順她的意,韓子莫把懷中小女人安穩的放在左手邊的空椅上。
采衣先沉不住氣,出聲道:「容兒,你可真會瞞,原來你和韓人哥早就認識了,只是你為何不早說?若不是那天讓韓大哥發現你,你還想瞞到什麼時候?」
笑容發現所有人都在等她開口,搔搔腦袋瓜回道:「一開始我哪知道這裡是炎島,又怎麼會知道你和寶叔還有大家原來都和他……認識,我想我跟他也沒多熟,沒什麼好說的……」
有人戲謔地插入一句話,「都共寢一間了,還不算熟嗎?」
「什麼?他們都睡在一起了!」這聲驚呼來自韓子莫另一側的硯青,漂亮的臉蛋上滿是震驚。
「在船上,小笑就已經和老大共享一間房,別說這幾日,你可以問問小笑都是在哪張床上醒過來的。」大謝的聲音打趣著,視線卻落在這個老是將自己忽略掉的硯青身上。
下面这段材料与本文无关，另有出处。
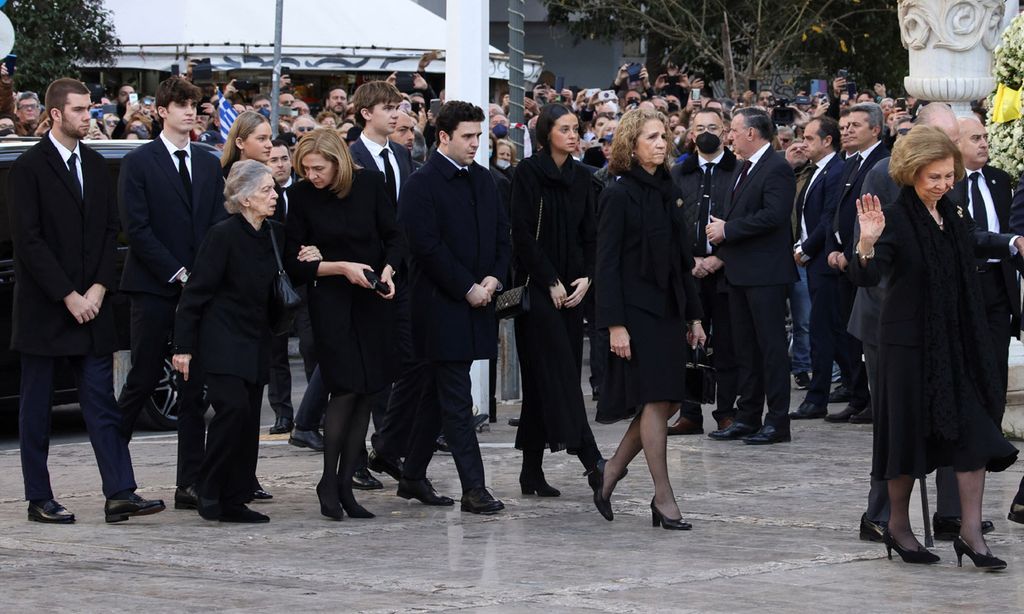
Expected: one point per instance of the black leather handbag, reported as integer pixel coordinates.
(514, 301)
(700, 380)
(285, 302)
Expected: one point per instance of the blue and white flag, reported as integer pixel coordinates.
(226, 113)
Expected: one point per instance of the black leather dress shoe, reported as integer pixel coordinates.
(864, 417)
(382, 464)
(946, 528)
(870, 530)
(361, 480)
(185, 498)
(768, 435)
(478, 500)
(310, 439)
(840, 395)
(242, 514)
(50, 512)
(133, 505)
(423, 491)
(809, 410)
(282, 425)
(732, 432)
(844, 415)
(261, 495)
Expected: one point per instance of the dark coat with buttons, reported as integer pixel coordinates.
(64, 243)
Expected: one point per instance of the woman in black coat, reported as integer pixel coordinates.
(648, 301)
(345, 212)
(938, 391)
(222, 320)
(556, 192)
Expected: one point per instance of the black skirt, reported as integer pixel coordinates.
(549, 342)
(655, 373)
(901, 446)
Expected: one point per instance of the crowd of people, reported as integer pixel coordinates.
(843, 236)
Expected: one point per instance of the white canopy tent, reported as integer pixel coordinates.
(317, 36)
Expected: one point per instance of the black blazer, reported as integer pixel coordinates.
(620, 254)
(164, 231)
(818, 210)
(353, 325)
(846, 210)
(365, 160)
(758, 246)
(899, 260)
(222, 315)
(1000, 187)
(62, 244)
(458, 234)
(689, 178)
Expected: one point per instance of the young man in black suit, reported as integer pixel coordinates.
(170, 196)
(65, 225)
(815, 210)
(705, 180)
(376, 106)
(460, 245)
(755, 240)
(860, 137)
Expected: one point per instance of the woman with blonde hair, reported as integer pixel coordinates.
(648, 301)
(345, 213)
(249, 138)
(938, 391)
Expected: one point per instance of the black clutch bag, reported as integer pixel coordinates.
(700, 381)
(285, 301)
(514, 301)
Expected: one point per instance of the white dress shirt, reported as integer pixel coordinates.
(375, 151)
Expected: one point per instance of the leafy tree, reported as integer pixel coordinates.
(52, 36)
(738, 40)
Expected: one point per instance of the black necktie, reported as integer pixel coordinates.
(704, 212)
(392, 183)
(742, 174)
(978, 203)
(183, 171)
(73, 168)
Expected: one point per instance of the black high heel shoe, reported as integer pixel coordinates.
(538, 486)
(676, 524)
(329, 507)
(920, 557)
(986, 562)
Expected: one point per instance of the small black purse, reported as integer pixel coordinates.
(285, 301)
(700, 380)
(514, 301)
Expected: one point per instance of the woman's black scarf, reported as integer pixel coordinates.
(956, 350)
(660, 246)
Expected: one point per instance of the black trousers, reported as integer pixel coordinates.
(152, 324)
(94, 378)
(827, 331)
(445, 404)
(717, 323)
(851, 347)
(762, 353)
(232, 441)
(279, 390)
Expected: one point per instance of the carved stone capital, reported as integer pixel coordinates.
(954, 25)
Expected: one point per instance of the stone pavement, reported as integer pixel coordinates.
(774, 529)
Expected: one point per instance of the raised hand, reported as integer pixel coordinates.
(871, 221)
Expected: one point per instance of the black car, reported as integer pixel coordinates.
(160, 412)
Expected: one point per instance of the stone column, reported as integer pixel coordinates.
(950, 44)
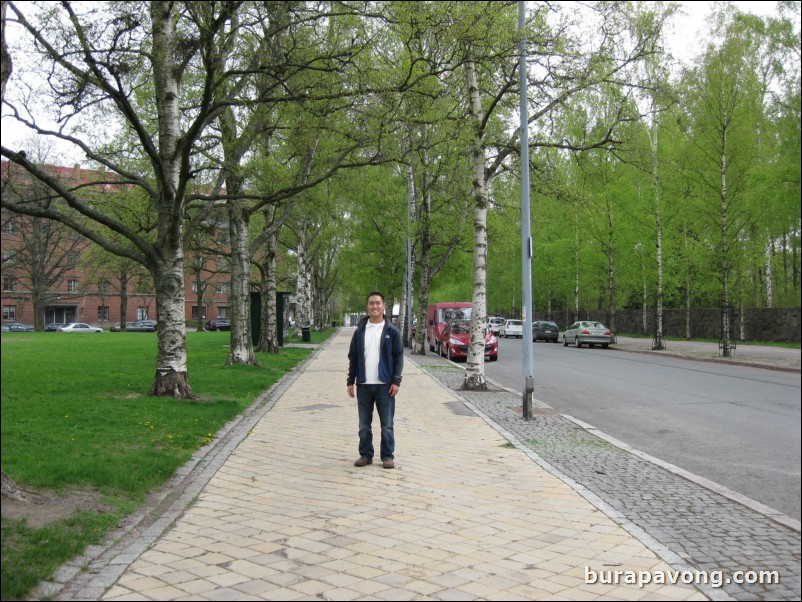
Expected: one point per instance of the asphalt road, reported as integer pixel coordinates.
(737, 426)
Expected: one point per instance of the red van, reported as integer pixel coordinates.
(439, 314)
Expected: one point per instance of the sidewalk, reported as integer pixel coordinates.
(282, 514)
(773, 358)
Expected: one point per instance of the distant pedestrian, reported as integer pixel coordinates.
(375, 363)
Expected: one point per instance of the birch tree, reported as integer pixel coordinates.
(97, 75)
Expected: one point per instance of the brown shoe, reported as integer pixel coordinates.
(363, 461)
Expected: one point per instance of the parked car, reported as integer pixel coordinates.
(512, 328)
(16, 327)
(440, 314)
(544, 330)
(458, 338)
(495, 324)
(142, 326)
(587, 333)
(218, 325)
(79, 327)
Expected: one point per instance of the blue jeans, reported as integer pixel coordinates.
(366, 397)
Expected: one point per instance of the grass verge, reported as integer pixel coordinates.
(76, 416)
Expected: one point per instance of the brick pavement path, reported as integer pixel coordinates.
(703, 528)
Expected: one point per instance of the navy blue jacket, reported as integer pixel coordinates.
(391, 355)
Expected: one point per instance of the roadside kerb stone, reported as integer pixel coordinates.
(682, 516)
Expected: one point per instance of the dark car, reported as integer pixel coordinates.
(218, 325)
(544, 330)
(16, 327)
(141, 326)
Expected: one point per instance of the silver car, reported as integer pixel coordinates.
(511, 328)
(587, 333)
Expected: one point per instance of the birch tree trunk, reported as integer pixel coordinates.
(724, 252)
(268, 341)
(241, 344)
(658, 227)
(303, 287)
(168, 269)
(475, 364)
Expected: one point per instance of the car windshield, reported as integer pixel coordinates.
(461, 328)
(456, 313)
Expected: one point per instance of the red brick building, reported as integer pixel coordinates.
(50, 270)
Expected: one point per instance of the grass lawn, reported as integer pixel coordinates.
(76, 418)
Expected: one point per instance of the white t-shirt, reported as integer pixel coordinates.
(373, 335)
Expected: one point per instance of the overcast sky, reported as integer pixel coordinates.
(684, 43)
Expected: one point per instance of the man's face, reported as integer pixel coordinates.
(375, 307)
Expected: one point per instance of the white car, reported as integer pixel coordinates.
(79, 327)
(588, 333)
(512, 328)
(495, 323)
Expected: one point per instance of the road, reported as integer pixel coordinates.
(737, 426)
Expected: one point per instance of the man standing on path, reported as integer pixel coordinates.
(375, 363)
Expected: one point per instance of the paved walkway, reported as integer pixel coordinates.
(281, 513)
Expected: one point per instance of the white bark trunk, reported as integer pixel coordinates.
(658, 226)
(475, 364)
(769, 275)
(241, 343)
(168, 271)
(303, 288)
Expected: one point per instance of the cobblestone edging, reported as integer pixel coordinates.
(684, 520)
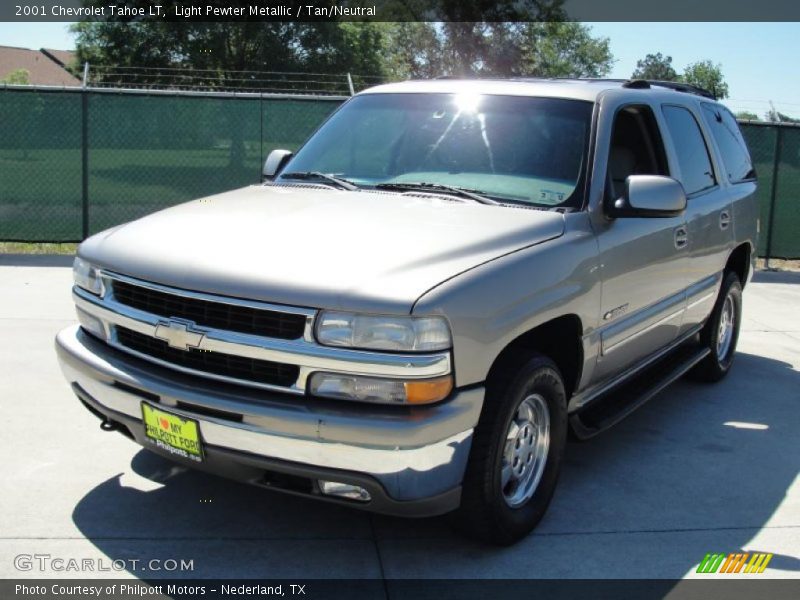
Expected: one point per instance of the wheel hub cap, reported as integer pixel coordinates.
(726, 325)
(525, 454)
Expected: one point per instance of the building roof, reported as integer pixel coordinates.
(62, 57)
(43, 69)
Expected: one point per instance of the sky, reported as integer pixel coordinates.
(757, 58)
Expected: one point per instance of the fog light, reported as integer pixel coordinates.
(91, 324)
(383, 391)
(344, 490)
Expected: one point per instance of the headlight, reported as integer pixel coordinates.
(87, 276)
(383, 391)
(369, 332)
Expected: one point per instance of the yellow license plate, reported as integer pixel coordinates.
(172, 433)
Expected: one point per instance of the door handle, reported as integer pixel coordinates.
(681, 237)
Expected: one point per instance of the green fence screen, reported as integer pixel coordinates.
(776, 153)
(146, 151)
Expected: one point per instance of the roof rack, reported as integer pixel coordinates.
(678, 86)
(637, 84)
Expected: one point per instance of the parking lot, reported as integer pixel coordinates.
(699, 469)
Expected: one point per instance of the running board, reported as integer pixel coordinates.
(616, 404)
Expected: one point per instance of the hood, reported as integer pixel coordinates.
(318, 247)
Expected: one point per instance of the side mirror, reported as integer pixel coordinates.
(274, 164)
(650, 196)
「所以今晚根本不是見什麼客人,而是來見自家人吧!」硯青明白了,把注意力放在那嬌小的客人身上。
這一望,才發現對方也正望著她。
笑容蠕動嘴角,喃喃自語,「老天還真是不公平呀!明明我後天這麼努力的吃,卻連個起步都沒有,要怎麼跟真材實料的大肉包比呢!」
硯青見到韓子莫嘴角上揚起來,她突然想通什麼似的,眉一挑。「原來是這樣呀!搞了半天,讓頭兒逗留在海上不肯回來,就是這個原因,我還在想他到底在尋什麼,夜半時常不睡覺,失魂落魄的望著大海發呆……」
「硯青。」一個僵硬的聲音打斷她。
「什麼事?頭兒。」她還沒說完呢!
「你不是嚷嚷在海上好多天沒吃到雞腿,這會兒還不多吃少說話。」有些行為他不想攤開在眾人面前,有損他的威名。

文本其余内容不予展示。